Both men were Democrats, but their political philosophies were starkly different from one another.  The times had changed drastically, and so had the political parties.  In less than twenty years, the Democrats had become the proponents of an "inclusive" society, and Lincoln's Republican Party had been cruelly highjacked into the old Confederate cause of trying to keep black people in "their place."  Thank you, Richard Nixon.

Faubus served as a Democratic governor of Arkansas when the old model of politics was still in operation, then the world shifted dramatically and Bill Clinton emerged just a few years later to try and lead Arkansas in a significantly different direction - also as a Democrat.

But all of that has just been background noise.  My purpose in today's blog posting is to  show a more human side to Orval Faubus, a politician who earned extensive notoriety and public scorn when he mobilized the Arkansas National Guard in 1957 in a vain attempt to keep nine black youngsters from enrolling in the all-white Central High School of Little Rock, Arkansas.

My grandfather, Dan Sreaves, was born in Huntsville, Madison County, Arkansas, in 1888, just a few miles from where Orval Faubus would be born in Combs, Madison County, just twenty-two years later.   As a result of having roots there, I travelled to Madison County a couple of years ago to do some on-the-ground genealogy research.  While in Huntsville, I stayed at the Faubus Motel, the only suitable hostelry that I came across - and it was very nice.  I did a lot a research in the library of the local genealogical society, and before I left town I subscribed to that society's quarterly newsletter, an exceptionally good publication entitled "Madison County Musings."

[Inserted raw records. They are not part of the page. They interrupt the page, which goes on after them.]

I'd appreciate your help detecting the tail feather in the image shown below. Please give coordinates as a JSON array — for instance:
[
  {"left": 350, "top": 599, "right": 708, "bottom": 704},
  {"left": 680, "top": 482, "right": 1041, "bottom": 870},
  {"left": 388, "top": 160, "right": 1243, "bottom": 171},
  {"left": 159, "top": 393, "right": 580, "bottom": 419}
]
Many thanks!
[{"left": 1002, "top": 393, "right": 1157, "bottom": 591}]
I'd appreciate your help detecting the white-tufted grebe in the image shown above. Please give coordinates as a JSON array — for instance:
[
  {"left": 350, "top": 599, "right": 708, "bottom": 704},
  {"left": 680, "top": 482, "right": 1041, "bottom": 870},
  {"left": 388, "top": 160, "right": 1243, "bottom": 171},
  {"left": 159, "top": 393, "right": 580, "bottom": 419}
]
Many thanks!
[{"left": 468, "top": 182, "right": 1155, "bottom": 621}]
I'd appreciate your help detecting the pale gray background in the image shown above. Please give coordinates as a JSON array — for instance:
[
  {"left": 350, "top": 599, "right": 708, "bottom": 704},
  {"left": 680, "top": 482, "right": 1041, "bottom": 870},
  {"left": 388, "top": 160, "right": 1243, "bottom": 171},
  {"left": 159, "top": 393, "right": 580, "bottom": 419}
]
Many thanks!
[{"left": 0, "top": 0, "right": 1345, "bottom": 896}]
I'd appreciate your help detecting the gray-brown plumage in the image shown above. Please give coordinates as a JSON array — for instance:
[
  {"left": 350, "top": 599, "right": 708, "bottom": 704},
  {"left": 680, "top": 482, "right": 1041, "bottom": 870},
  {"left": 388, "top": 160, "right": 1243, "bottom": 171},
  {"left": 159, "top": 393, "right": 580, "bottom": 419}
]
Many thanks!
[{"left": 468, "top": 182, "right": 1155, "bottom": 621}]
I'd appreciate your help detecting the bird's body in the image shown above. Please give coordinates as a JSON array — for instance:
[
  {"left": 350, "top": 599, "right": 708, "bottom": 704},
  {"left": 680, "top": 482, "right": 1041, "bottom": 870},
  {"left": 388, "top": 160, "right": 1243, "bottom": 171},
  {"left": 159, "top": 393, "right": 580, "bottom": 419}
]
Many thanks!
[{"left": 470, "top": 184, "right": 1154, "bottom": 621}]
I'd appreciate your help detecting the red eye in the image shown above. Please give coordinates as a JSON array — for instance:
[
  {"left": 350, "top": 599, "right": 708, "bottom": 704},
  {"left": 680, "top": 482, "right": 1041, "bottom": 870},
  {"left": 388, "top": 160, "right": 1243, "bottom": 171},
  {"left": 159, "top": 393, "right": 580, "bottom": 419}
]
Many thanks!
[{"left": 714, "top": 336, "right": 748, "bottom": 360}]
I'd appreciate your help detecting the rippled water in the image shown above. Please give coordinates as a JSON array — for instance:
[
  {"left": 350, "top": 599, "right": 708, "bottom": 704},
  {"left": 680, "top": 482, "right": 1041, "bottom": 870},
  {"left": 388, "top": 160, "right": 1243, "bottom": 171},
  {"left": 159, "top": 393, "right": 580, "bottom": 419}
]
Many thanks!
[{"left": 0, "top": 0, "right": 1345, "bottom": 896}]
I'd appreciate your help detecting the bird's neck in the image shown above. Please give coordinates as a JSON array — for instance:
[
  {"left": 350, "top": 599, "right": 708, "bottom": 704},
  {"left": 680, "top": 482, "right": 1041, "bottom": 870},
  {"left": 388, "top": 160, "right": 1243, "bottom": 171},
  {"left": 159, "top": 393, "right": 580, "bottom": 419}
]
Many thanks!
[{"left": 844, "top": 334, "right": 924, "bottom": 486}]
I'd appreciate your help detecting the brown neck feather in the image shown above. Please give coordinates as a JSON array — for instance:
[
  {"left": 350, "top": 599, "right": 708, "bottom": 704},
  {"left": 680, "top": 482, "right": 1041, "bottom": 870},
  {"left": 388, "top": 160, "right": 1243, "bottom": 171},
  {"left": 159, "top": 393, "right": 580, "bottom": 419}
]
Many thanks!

This week the Spring 2023 edition of that newsletter arrived in my mailbox, and while it did not contain anything of relevance to my family research (unlike the previous edition which had referenced a couple of my ancestors), this edition did contain a nice memorial to Orval Faubus that had been written by his younger sister, Bonnie Lou (Faubus) Salcido.  In an effort to provide readers of this blog with some perspective on a historical figure that they would be unlikely to acquire anywhere else, I thought I would highlight a few facts about the life of the former Arkansas governor that have been preserved by his sister.

Here goes:

Orval Faubus was the oldest of seven children born to John Samuel Faubus (age 22) and Addie Joslin Faubus (age 17).  The father made a living for the family by cutting timber and making cross ties for the railroad companies - an occupation which was very common throughout the Ozarks at that time.  The family also ran a small subsistence farm which produced much of their groceries and feed for the livestock.

The little sister describes Orval Faubus in almost Lincolnesque terms, talking about his love of reading, and saying that he would skip neighborhood parties in order to stay at home and read.  She said that he graduated from eighth grade at Combs with "the highest grade ever made in Madison County."  He passed the state teacher's exam at age eighteen and began teaching in the county's one-room schools where her eventually became the teacher for three of his younger siblings.  When the children's mother passed away in 1936, it was the oldest sibling, Orval, who stepped in and helped to finish raising the younger ones.

Young Orval Faubus entered politics during the Great Depression and he was serving as the county clerk and recorder when the United States entered World War II.  He resigned his political office and joined the US Army where he served with the Intelligence department of the 35th Infantry Division in Europe under General Patton.   Faubus entered the army as a private and emerged as a Major a few years later.  During his time in the Army he won the Broze Star with five campaign stars.

After leaving the army Orval Faubus returned to Madison County where he served as postmaster in Huntsville and later bought the "Madison County Record," the county's only newspaper.  After that he jumped into state politics and saw service as the state highway commissioner and later was administrative assistant to Governor Sid McMath. He became governor in 1955, just ten short years after leaving the army.

Bonnie Lou Salcido describes her brother as "a kind man, and fair, with a great deal of charisma" and also said that he was a man with "humor, humility, and dignity."  She quotes his tomestone epitaph as reading:

"When I come to this, my last earthly resting place, may it be said of me, in the rise of obscurity, he served his country and his people well, he forsook not his own kind, the common people, he dealt fairly with all men, his promises were kept, his debts were paid."

Orval Faubus seems to have seen his own life in a light of fair and just treatment toward his "own kind" (the common people), even if others, with very good reason, did not.